Quelles conséquences aurait le mode d'élection annoncé par le gouvernement dans le paysage politique du Pays Basque ?
Le paysage politique va changer, et certainement pas en faveur des abertzale. La participation aux élections est importante pour les abertzale, elle permet de marquer sa présence et de répandre ses idées.
Ceci dit, sur la question de la représentativité, la France est spécialisée dans le semblant de démocratie représentative. On parle lors des élections municipales de scrutin à la proportionnelle, mais cela n'est pas une réalité. Le vainqueur des élections remporte au minimum la moitié des sièges. Par exemple, à Ustaritz, la liste majoritaire a obtenu 20 sièges avec le soutien de 36 % de la population, alors que les abertzale avec Unis à gauche, nous avons réuni 33 % des voix et nous n'avons que cinq sièges. Le système électoral français donne, de toute manière, le pouvoir aux grands partis.
Est-ce que l'initiative prise par les membres du Conseil des élus et le Conseil de développement est à la hauteur des enjeux, selon vous ?
Ils seront à la hauteur si leur démarche porte ses fruits. Il faut dire qu'elle nous a surpris : ils sont loin des points de vue abertzale, et ils sont pourtant très proches de nous dans la vision d'avenir du Pays Basque.
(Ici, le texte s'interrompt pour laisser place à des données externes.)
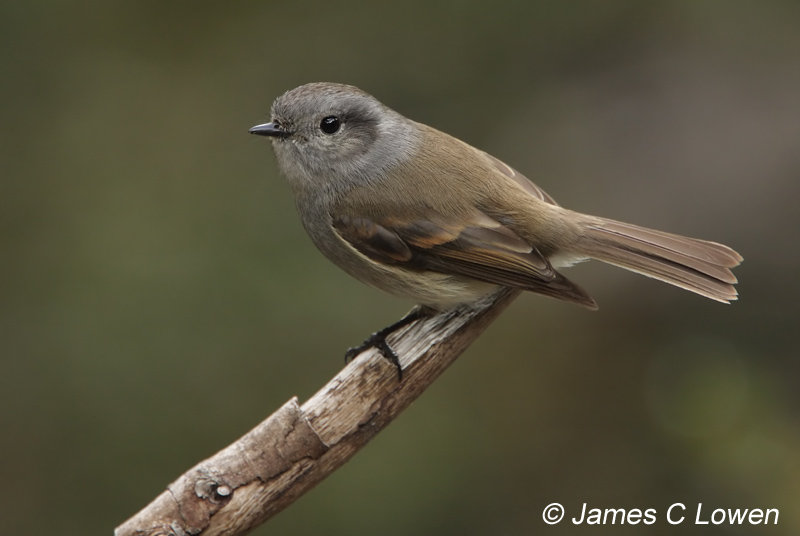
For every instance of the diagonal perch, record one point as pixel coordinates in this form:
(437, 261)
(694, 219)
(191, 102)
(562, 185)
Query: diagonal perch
(296, 447)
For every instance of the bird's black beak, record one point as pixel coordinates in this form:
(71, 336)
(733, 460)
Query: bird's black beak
(273, 130)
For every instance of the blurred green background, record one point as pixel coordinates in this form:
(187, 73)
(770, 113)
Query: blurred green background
(158, 296)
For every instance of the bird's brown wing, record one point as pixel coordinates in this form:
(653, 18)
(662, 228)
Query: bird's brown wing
(480, 248)
(520, 179)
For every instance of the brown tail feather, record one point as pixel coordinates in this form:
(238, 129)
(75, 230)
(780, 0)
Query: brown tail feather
(696, 265)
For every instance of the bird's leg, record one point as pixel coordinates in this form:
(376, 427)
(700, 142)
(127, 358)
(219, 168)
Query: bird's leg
(378, 339)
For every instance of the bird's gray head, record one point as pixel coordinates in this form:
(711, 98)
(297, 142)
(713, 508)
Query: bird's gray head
(336, 135)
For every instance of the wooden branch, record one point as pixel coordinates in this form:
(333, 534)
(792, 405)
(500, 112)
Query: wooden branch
(286, 455)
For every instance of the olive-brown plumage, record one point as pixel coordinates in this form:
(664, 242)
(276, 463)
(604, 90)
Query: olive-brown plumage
(417, 213)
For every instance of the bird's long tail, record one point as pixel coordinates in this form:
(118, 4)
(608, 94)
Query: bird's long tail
(696, 265)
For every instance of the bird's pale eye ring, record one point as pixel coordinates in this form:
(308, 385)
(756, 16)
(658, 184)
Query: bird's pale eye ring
(330, 124)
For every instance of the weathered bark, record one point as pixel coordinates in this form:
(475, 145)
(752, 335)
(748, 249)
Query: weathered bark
(296, 447)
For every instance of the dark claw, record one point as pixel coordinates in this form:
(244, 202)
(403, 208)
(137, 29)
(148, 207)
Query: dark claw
(378, 340)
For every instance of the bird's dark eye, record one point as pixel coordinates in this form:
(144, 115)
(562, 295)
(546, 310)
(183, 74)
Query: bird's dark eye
(330, 124)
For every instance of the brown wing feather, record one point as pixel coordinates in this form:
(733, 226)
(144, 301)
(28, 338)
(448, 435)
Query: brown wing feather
(493, 254)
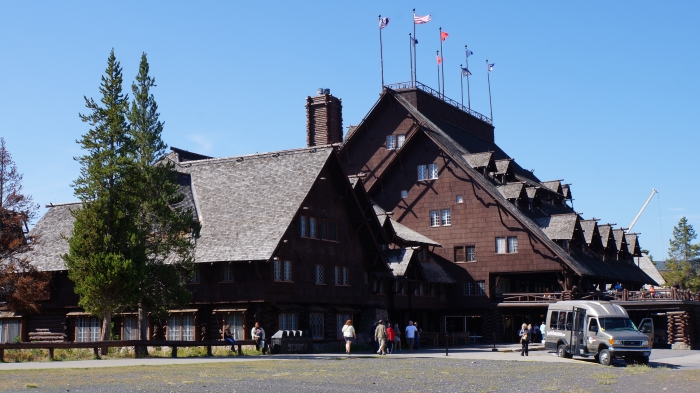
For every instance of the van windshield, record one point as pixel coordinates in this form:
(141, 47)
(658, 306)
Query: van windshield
(617, 324)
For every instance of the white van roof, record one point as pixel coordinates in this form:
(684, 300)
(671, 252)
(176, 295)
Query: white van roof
(593, 308)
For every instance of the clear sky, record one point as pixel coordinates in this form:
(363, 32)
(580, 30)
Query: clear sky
(602, 94)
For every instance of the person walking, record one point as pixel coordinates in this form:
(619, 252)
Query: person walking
(349, 335)
(380, 337)
(410, 335)
(524, 340)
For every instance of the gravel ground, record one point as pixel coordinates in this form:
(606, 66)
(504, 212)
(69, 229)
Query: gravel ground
(370, 374)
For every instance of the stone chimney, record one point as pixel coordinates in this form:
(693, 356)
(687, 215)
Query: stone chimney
(324, 119)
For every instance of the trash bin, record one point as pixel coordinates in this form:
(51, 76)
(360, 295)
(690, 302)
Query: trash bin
(291, 341)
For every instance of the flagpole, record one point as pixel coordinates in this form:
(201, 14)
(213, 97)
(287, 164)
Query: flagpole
(469, 98)
(381, 51)
(488, 76)
(443, 65)
(461, 84)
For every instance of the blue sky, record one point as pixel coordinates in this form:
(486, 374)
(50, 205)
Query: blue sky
(602, 94)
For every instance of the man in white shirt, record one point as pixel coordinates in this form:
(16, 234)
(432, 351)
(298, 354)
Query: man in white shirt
(410, 335)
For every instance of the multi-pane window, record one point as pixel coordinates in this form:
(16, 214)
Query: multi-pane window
(400, 140)
(288, 320)
(512, 244)
(446, 217)
(303, 226)
(432, 171)
(319, 274)
(481, 287)
(435, 218)
(9, 330)
(87, 329)
(130, 328)
(181, 327)
(316, 325)
(227, 272)
(422, 172)
(500, 245)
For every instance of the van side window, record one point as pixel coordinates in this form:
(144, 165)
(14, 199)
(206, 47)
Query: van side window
(553, 320)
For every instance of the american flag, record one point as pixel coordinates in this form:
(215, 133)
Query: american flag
(421, 20)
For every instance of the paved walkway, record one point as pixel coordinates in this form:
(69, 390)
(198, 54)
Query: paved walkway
(660, 357)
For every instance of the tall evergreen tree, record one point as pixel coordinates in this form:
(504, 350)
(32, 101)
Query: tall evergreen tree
(166, 233)
(683, 265)
(101, 247)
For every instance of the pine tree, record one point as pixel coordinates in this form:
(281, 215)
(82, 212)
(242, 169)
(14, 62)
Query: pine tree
(100, 259)
(683, 266)
(165, 233)
(21, 284)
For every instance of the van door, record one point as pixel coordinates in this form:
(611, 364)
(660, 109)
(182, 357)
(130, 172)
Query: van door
(646, 326)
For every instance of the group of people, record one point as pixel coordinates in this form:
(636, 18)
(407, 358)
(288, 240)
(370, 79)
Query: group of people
(529, 334)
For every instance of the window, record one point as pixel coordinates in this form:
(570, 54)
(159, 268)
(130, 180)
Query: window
(471, 254)
(130, 328)
(435, 218)
(481, 287)
(303, 226)
(312, 227)
(500, 245)
(319, 274)
(390, 142)
(288, 321)
(432, 171)
(447, 217)
(316, 324)
(323, 229)
(227, 272)
(512, 244)
(332, 231)
(400, 140)
(87, 329)
(9, 330)
(181, 327)
(236, 322)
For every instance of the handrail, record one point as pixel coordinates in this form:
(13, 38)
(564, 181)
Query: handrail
(437, 94)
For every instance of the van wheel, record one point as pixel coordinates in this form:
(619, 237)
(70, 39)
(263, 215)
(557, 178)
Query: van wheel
(604, 357)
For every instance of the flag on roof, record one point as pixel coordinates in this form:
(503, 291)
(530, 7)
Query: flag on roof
(421, 20)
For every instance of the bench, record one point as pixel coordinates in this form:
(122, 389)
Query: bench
(96, 345)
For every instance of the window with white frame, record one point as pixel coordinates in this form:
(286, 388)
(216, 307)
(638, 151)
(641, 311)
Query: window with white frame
(446, 217)
(227, 272)
(500, 245)
(316, 325)
(390, 142)
(10, 329)
(288, 321)
(87, 329)
(512, 244)
(400, 140)
(422, 172)
(130, 328)
(481, 287)
(181, 327)
(432, 171)
(319, 274)
(435, 218)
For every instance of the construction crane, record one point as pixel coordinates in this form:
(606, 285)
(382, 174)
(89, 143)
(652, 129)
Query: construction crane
(653, 191)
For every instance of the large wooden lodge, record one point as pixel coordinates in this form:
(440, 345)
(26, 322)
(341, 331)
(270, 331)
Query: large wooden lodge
(415, 213)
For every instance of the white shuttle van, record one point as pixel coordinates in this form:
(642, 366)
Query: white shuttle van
(596, 328)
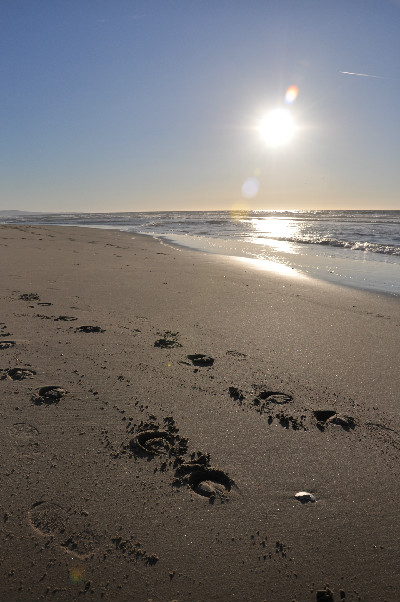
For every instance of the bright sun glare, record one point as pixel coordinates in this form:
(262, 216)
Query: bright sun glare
(277, 127)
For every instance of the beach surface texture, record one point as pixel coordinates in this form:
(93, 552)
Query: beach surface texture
(176, 426)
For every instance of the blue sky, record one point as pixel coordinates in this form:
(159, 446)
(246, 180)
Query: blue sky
(124, 105)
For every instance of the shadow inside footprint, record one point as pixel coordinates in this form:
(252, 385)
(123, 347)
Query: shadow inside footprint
(19, 373)
(6, 344)
(199, 359)
(167, 343)
(326, 417)
(210, 483)
(89, 329)
(29, 297)
(275, 397)
(152, 442)
(49, 395)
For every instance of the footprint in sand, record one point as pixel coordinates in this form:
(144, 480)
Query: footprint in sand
(3, 330)
(18, 373)
(89, 329)
(6, 344)
(153, 442)
(69, 531)
(48, 395)
(65, 319)
(169, 340)
(29, 297)
(326, 417)
(202, 478)
(149, 440)
(25, 437)
(199, 359)
(210, 483)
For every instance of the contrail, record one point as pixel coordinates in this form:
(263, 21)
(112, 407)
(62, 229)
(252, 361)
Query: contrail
(361, 74)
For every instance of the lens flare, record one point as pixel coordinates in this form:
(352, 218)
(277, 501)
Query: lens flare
(277, 128)
(291, 94)
(250, 187)
(239, 210)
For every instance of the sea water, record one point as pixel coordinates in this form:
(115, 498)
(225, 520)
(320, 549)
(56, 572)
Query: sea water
(356, 248)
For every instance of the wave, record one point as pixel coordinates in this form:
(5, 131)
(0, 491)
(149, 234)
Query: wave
(350, 245)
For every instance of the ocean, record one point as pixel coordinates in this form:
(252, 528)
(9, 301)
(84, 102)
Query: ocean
(354, 248)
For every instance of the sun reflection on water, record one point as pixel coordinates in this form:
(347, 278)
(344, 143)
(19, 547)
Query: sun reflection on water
(277, 233)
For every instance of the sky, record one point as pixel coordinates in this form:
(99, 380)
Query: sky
(125, 105)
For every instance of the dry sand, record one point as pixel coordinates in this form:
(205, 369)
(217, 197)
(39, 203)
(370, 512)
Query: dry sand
(131, 471)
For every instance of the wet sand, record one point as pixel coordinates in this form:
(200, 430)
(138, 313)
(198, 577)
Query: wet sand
(160, 410)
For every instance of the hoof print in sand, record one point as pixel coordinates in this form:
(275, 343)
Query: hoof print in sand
(153, 443)
(169, 340)
(203, 479)
(273, 397)
(6, 344)
(150, 440)
(89, 329)
(29, 297)
(326, 417)
(19, 373)
(25, 437)
(199, 359)
(49, 395)
(305, 497)
(133, 551)
(210, 483)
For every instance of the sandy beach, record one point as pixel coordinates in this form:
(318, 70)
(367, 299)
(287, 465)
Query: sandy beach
(160, 410)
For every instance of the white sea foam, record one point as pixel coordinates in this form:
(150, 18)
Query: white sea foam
(361, 248)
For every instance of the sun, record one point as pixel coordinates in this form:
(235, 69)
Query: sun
(277, 128)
Je ne sais pas si la commission Balladur va les écouter et le contenu de leur demande reste à définir, mais leur position a le mérite d'être claire. Les abertzale, nous devons être au moins aussi revendicatifs qu'eux et, plus que jamais, nous devons nous regrouper.
Pour cela, il faudrait que tout le monde se mette d'accord sur la revendication.
Nous avons tous un point en commun : nous partons du principe que le Pays Basque a besoin d'une reconnaissance. C'est ensuite sur le contenu que nous avons des divergences. Après avoir participé à la dynamique en faveur du département, aujourd'hui, il nous semble que le département est arrivé au bout de son existence, et qu'un département Pays Basque représenterait une régression. En revanche, l'autonomie est un concept qui est appliqué en Europe.
Quelle est votre position sur la consultation proposée par Batera ?
Il me semble que tous les abertzale sont d'accord avec le principe d'une consultation ; c'est le B.A.ba de la démocratie, à condition d'en tenir compte. Ensuite, il me semble important que cette consultation recueille le maximum de voix, car je pense que Paris va la comptabiliser. Pour cela, il faut proposer une question qui n'écarterait pas les personnes qui n'adhèrent pas à la revendication du département.